WIP Metrics retention policy enhancement

Support differentiable metrics retention policy based on metrics type. Also outline alternatives. Change-Id: I915376827604bc692cd26b7ed00812c64ee2e3c0 story: 2001576
2018-02-22 17:49:49 -08:00 · 2018-02-22 17:49:49 -08:00 · 744f5dc639
commit 744f5dc639
parent 4aa92c0caa
2 changed files with 599 additions and 0 deletions
--- a/specs/rocky/approved/metrics-retention.rst
+++ b/specs/rocky/approved/metrics-retention.rst
@ -0,0 +1,400 @@
+..
+ This work is licensed under a Creative Commons Attribution 3.0 Unported
+ License.
+
+ http://creativecommons.org/licenses/by/3.0/legalcode
+
+================================================
+Metric Retention Policy
+================================================
+
+Story board: https://storyboard.openstack.org/#!/story/2001576
+
+Metric retention policy must be in place to avoid disk being filled up.
+Retention period should be adjustable for different types of metrics, e.g.,
+monitoring vs. metering or aggregate vs. raw meters.
+
+Problem description
+===================
+
+In a cloud of 200 compute hosts, there can be up to one billion metrics
+generated daily.
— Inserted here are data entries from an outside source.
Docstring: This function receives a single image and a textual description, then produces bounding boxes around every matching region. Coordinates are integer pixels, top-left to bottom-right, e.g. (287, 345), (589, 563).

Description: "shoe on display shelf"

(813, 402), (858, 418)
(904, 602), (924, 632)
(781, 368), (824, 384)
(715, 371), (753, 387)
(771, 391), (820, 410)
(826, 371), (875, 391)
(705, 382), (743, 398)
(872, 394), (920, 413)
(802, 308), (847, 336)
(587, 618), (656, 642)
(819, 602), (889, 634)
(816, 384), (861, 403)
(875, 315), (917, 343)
The time series database disks will be filled up in months
+if not weeks if old metric data is not purged regularly. The retention
+requirement can be different based on the type of the metrics and the usage
+model. For example, the customer may want to preserve the metering metrics
+for months or years, while s/he has no interest in more than a week old
+monitoring metrics. Some customers' billing system may pull the metering data
+on a daily base which could eliminate the need of longer retention of metering
+metrics. Monasca needs to support metric retention policy that can be tailored
+per metric or metric type.
+
+Use Cases
+---------
+
+x - Use case 1
+x   Operator configures default metric retention in the persister configuration.
+
+x   The default retention policy is applied if a metric doesn't specify its
+x   retention policy. This default retention is generally shorter period of time
+x   and is targeted to the monitoring metrics.
+
+x - Use case 2
+x Operator configures the retention policy for the roll up metrics in the
+x   Monasca transform. Roll up metrics generally require a longer retention
+x   period.
+
+x - Use case 3
+x   Operator configures the retention policy for Ceilometer metrics in the
+x   pipeline and mapping configuration file. Metering metrics generally require
+x   longer retention period.
+
+x - Use case 4
+x   The metric agent plugin sets retention policy when generates a new metric.
+x   This is mostly a means to overwrite the default retention policy for
+x   monitoring metrics.
+
+- Use case 1a
+  Installer sets a default TTL value in configuration
+
+- Use case 1b
+  Installer loads a set of metric to TTL mappings, which is stored in the
+  Monasca API data store.
+
+- Use case 2
+  Monasca API receives new metric (regardless of source).  Metric is mapped to
+  a dictionary to determine TTL (or default value used if no match).  TTL is
+  passed with metric value on to the Persister for storage in TSDB.
+
+  Note that the use cases for monasca-agent to post metrics are unchanged, just
+  the processing from Monasca API
+
+- Use case 3
+  Operator uses Monasca CLI to specify (or modify) a TTL value for a metric
+  match string. Match string could be specific, such as "cpu.user_perc" or a
+  wildcard string, such as "image.*".  CLI posts request to Monasca TTL API,
+  where it is validated then stored in database.
+
+- Use case 4
+  Operator uses Monasca CLI to GET the dictionary of metric:TTL mappings.
+
+- Use case 5 (optional)
+  Operator uses Monasca UI to accomplish use case 3 or 4
+
+
+Proposed change
+===============
+
+1. Monasca API
+   Add a new API for managing the mapping of metrics to TTL values.
+   TBD - API structure
+
+   Add storage for the mapping in the MySQL database. This is to allow
+   all instances of Monasca API to share the configuration dynamically.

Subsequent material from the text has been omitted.